Es una clase de historia que vale más que una lección dada en el aula de un instituto. Sobre todo porque esta visita ha sido cuidadosamente preparada por los profesores. Se integra en un proyecto pedagógico que ha sido elaborado durante varios meses, que será, a su regreso, objeto de una nueva reflexión. Sus alumnos mantendrán viva una historia que, sin ellos, caería en el olvido o incluso en la negación.

Sí, es necesario que un número creciente de estudiantes de primer y último año se beneficien de un viaje a Auschwitz.

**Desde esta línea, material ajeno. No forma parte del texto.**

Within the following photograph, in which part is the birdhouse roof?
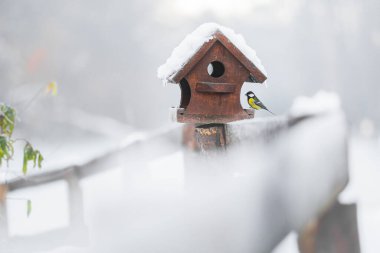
[157,23,267,85]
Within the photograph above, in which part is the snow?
[290,91,341,117]
[157,23,267,85]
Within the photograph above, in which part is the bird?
[245,91,275,115]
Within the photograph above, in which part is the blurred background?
[0,0,380,252]
[0,0,380,129]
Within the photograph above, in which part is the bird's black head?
[245,91,255,98]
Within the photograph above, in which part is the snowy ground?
[1,128,380,253]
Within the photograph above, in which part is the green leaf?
[22,143,44,174]
[0,104,16,137]
[26,199,32,217]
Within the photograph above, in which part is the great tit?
[245,91,275,115]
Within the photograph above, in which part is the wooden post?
[0,184,9,238]
[195,124,227,153]
[182,124,227,192]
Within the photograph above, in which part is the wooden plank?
[7,126,181,191]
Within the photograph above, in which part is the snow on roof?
[290,90,341,117]
[157,23,267,85]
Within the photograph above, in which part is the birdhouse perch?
[158,23,267,123]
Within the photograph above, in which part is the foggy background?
[0,0,380,129]
[0,0,380,253]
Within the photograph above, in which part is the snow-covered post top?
[157,23,267,123]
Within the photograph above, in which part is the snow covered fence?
[3,92,356,253]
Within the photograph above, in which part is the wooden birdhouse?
[158,23,267,123]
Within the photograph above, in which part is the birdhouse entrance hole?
[207,61,224,77]
[179,78,191,109]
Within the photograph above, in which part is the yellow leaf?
[46,81,58,96]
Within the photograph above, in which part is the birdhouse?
[158,23,267,123]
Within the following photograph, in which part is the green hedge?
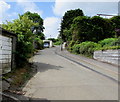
[72,41,101,56]
[98,38,118,47]
[68,38,120,57]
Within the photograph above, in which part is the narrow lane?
[23,48,118,100]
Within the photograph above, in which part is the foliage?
[67,40,75,52]
[72,41,101,56]
[71,16,92,43]
[2,15,42,67]
[111,38,120,46]
[48,38,59,43]
[95,46,120,51]
[60,9,84,41]
[72,44,80,54]
[79,41,101,56]
[21,11,45,40]
[91,16,115,42]
[71,16,114,43]
[110,16,120,29]
[54,41,61,45]
[99,38,117,47]
[35,38,43,50]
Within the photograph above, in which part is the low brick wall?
[93,49,120,66]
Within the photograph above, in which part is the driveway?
[23,47,118,100]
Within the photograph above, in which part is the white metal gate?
[0,35,12,74]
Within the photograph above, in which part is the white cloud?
[0,1,10,24]
[53,0,118,16]
[17,0,43,16]
[44,17,60,38]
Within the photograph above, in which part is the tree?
[60,9,84,41]
[91,16,115,42]
[71,16,92,43]
[21,11,45,40]
[2,15,38,67]
[110,16,120,37]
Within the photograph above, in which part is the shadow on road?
[34,62,63,72]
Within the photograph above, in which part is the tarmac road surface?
[23,47,118,100]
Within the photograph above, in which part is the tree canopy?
[60,9,84,41]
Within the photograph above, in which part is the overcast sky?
[0,0,119,38]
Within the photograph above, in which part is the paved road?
[23,48,118,100]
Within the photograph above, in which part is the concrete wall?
[93,49,120,65]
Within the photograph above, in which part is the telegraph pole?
[118,1,120,16]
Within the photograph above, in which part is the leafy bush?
[96,46,120,50]
[67,40,75,52]
[79,41,101,56]
[54,41,61,45]
[35,38,43,50]
[98,38,117,47]
[71,41,101,56]
[72,44,80,54]
[111,38,120,46]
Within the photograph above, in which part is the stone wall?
[93,49,120,66]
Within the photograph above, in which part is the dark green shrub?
[79,41,101,56]
[54,41,61,45]
[72,44,80,54]
[35,38,43,50]
[97,46,120,50]
[98,38,117,47]
[111,38,120,46]
[67,40,75,52]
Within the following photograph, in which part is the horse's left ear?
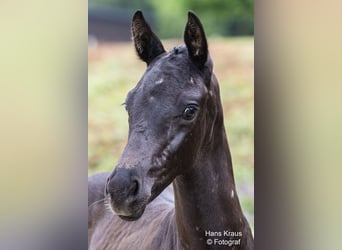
[184,11,208,68]
[132,10,165,65]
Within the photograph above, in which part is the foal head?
[106,11,217,220]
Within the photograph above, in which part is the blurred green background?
[88,0,254,231]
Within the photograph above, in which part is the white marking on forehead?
[156,78,164,85]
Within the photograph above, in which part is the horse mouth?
[118,208,145,221]
[114,206,145,221]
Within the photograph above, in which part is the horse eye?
[183,105,197,120]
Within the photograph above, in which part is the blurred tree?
[89,0,254,38]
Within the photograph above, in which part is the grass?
[88,38,254,232]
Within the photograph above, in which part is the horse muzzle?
[105,166,151,221]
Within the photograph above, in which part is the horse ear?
[132,10,165,65]
[184,11,208,68]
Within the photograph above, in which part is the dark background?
[0,0,342,250]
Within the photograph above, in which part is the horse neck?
[173,94,249,249]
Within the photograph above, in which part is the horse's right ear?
[132,10,165,65]
[184,11,208,68]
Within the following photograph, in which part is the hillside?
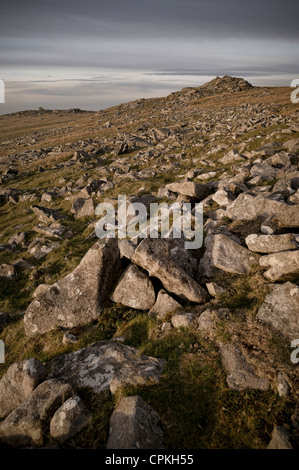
[0,76,299,449]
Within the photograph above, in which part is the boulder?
[257,282,299,340]
[0,359,47,418]
[245,233,299,253]
[0,379,73,447]
[225,193,299,228]
[49,341,164,393]
[71,197,94,219]
[165,181,211,200]
[110,264,156,310]
[259,250,299,281]
[0,264,17,279]
[220,344,269,390]
[148,289,183,320]
[268,426,294,450]
[24,238,120,336]
[132,238,208,303]
[106,395,163,449]
[198,233,259,276]
[171,312,196,328]
[50,395,92,442]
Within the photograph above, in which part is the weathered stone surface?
[71,197,94,219]
[0,264,17,279]
[106,395,163,449]
[110,264,156,310]
[199,234,258,275]
[197,308,230,331]
[0,312,10,327]
[268,426,293,450]
[0,359,47,418]
[220,149,246,165]
[212,189,235,207]
[50,341,164,393]
[257,282,299,340]
[0,379,73,447]
[245,233,298,253]
[206,282,226,297]
[24,238,119,336]
[226,193,299,228]
[171,312,196,328]
[50,396,92,442]
[165,181,211,200]
[148,289,183,320]
[220,344,269,390]
[31,205,62,223]
[259,250,299,281]
[132,238,208,303]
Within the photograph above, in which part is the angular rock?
[110,264,156,310]
[206,282,226,297]
[148,289,183,320]
[50,341,164,393]
[171,312,196,328]
[0,359,47,418]
[165,181,211,200]
[0,312,10,327]
[0,264,17,279]
[220,344,269,390]
[268,426,294,450]
[71,197,94,219]
[24,238,119,336]
[226,193,299,228]
[31,205,62,223]
[245,233,299,253]
[259,250,299,281]
[106,395,163,449]
[132,238,208,303]
[199,234,258,275]
[50,395,92,442]
[257,282,299,340]
[0,379,73,447]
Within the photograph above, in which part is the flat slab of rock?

Para concluir, quisiera transmitir un mensaje de esperanza. Las obras eruditas o menos eruditas sobre el Holocausto son numerosas y cada vez mejor documentadas. El cine y la literatura ocupan un lugar nada despreciable. En definitiva, sería erróneo desesperar. El Holocausto no caerá en el olvido de la historia. No seamos exageradamente optimistas, el tiempo hará su obra. No podremos, dentro de veinte años, dentro de cincuenta años, sentir la herida de hoy, y ya nuestra herida no es tan profunda como la de nuestros padres. Pero tengo la certeza de que permaneceremos fieles al recuerdo de los deportados, que conservaremos la memoria de los seis millones que no regresaron de los campos de la muerte y los testimonios de los supervivientes, que responderemos a las exigencias de la historia.»